SPOPOLAMENTO E INVERNO DEMOGRAFICO
LA CALABRIA STA PERDENDO LA SUA GENTE

di FRANCESCO AIELLO – Nel periodo compreso tra il 2010 e il 2020, il tasso annuo di crescita composto della popolazione italiana è stato pari a -0,59%. Questo significa che, nei 7.908 comuni analizzati, la popolazione residente è diminuita complessivamente del 5,9%, passando da 60,58 milioni nel 2010 a 59,23 milioni di abitanti nel 2020. Lo spopolamento ha continuato a manifestarsi anche negli anni successivi: al 1° gennaio 2024, la popolazione italiana si è ulteriormente ridotta a 58,99 milioni di residenti.

L’analisi delle statistiche comunali permette di esaminare le dinamiche demografiche per specifici gruppi di comuni, aggregando i dati per localizzazione, dimensione e zona altimetrica.

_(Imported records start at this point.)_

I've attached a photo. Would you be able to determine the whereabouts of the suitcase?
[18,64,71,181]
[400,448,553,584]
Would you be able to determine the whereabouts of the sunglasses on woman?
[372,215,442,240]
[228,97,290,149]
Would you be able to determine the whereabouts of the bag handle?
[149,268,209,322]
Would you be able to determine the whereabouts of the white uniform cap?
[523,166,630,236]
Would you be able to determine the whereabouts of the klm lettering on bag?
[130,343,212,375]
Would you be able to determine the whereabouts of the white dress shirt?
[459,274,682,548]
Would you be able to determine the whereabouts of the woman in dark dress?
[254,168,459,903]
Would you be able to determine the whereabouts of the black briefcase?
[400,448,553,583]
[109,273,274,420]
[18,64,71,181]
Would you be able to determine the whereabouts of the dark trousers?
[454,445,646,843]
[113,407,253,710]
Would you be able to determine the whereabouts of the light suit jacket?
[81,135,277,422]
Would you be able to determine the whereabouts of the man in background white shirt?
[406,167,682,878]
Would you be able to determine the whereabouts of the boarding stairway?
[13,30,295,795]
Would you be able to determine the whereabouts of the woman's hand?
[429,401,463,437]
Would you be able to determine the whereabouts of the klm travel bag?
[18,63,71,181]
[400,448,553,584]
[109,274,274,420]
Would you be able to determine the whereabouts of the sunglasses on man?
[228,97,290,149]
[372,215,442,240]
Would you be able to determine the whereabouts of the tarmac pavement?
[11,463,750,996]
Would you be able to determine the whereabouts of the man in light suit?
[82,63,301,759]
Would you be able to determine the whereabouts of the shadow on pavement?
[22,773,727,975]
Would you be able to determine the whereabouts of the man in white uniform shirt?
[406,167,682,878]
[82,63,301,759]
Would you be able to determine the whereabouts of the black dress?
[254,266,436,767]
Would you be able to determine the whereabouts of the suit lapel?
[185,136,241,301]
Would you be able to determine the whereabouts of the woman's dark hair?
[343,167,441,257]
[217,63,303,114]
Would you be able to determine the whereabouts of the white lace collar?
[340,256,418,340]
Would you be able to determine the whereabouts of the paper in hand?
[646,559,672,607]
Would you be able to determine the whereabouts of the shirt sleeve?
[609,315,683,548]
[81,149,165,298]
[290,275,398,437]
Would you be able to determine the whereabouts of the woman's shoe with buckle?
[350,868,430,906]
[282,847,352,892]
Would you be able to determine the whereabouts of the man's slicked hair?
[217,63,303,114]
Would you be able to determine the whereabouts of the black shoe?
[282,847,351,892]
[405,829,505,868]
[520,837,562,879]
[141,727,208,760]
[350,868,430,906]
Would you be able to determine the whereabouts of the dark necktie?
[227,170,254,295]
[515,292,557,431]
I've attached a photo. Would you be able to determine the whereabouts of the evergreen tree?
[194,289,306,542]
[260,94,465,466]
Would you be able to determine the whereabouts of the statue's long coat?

Questo approccio consente di verificare regolarità empiriche sullo spopolamento, offrendo una descrizione più chiara di come il fenomeno possa essere più pronunciato in determinate categorie di comuni o aree geografiche. Per esempio, se da un lato osserviamo che nel periodo 2010-2020 lo spopolamento è diffuso in tutta Italia, le variazioni dei residenti sono diverse a seconda dell’area geografica considerata. Il Sud e le Isole risultano le aree più colpite, con un calo medio annuo dello 0,88%, seguite dal Centro (-0,67%) e dal Nord (-0,42%). Nei dieci anni considerati, la popolazione residente nei comuni del Sud è diminuita complessivamente dell”8,8%, quella del Centro del 6.7% e quella del Nord del 4,2%.

Differenze molto marcate si osservano anche quando i comuni si raggruppano in due categorie, a seconda se ricadono o meno in un’area interna. In media, si ottiene che i comuni di aree interne registrano una riduzione demografica più elevata dei residenti (-0,85% all’anno) rispetto allo spopolamento delle aree urbane (-0,24% all’anno). Analoghe differenze dei valori medi nazionali si ottengono aggregando i comuni per zona altimetrica. In tale ambito, le zone montane registrano una contrazione della popolazione dello 0,83% annuo, mentre nelle zone collinari il calo è dello 0,63%. Per i comuni localizzati in pianura lo spopolamento esiste sì, ma è più contenuto, con una riduzione demografica dello 0,26% annuo. Un ultimo elemento che è utile considerare è la dimensione dei comuni. I comuni più piccoli sono quelli che soffrono maggiormente il fenomeno, registrando un tasso di spopolamento dell’1,35% annuo nel caso dei 998 nano comuni italiani (13% del totale), ossia quelli con una popolazione inferiore nel 2020 a 500 abitanti. In questi comuni, la popolazione è complessivamente diminuita del 13,5%. Man mano che cresce la dimensione dei comuni, il tasso di decrescita si attenua; i comuni con oltre 10.000 abitanti, infatti, presentano tassi di diminuzione molto più contenuti.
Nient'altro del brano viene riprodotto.